Heiskell buys and sells grain, as well as processing it for dairy feed.

Buie said many factors are involved in the price of the grain, making the exact drop difficult to pinpoint.

“It’s affected the price because we have to ship the grain farther to find users for it,” he said.

Increased freight costs mean Heiskell makes less profit from the milo, so the company must pay farmers less for their crop.

Elida farmer Gregory Burris said Abengoa’s closure eliminated a local market for milo.

“And any time you shut down another market, it just hurts,” he said.

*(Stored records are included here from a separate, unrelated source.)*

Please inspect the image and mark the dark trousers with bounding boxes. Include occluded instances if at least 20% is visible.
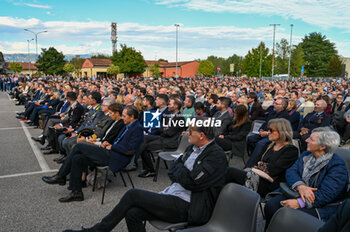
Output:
[264,195,318,230]
[215,137,232,151]
[58,143,110,191]
[246,135,270,167]
[226,167,247,185]
[319,199,350,232]
[139,135,163,172]
[93,189,190,232]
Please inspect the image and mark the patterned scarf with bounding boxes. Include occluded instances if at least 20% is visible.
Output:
[302,153,333,186]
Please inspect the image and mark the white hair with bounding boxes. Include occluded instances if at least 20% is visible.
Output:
[312,127,340,153]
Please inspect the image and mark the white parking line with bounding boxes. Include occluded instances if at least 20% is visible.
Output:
[0,169,58,179]
[20,121,50,171]
[0,127,22,130]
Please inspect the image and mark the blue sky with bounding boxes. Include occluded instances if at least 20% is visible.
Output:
[0,0,350,61]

Burris, who raised about 2,100 acres of milo this year, sent his crop to a grain elevator in Elida. However, he said the closure along with a difficult economy and increased costs for inputs such as fuel decreased the milo price more than 50 percent from its high in the spring and summer.

Alan Anderson, owner of Anderson Dairy northwest of Portales, said he had to substitute other ingredients for Abengoa’s wet cake in his cattle’s rations. The wet cake had provided protein and energy, as well as moisture to keep the dust down and thereby decrease digestive and respiratory problems in the cows.

Anderson said the 1,050 cows he milks had to adjust to the new feed, which meant their milk production dropped, although not a lot, for four or five days.

Also, wet cake was less expensive than the replacements. Besides that, the loss of the distillers’ grains meant one less ingredient in rations that are better when they have more components, Anderson said.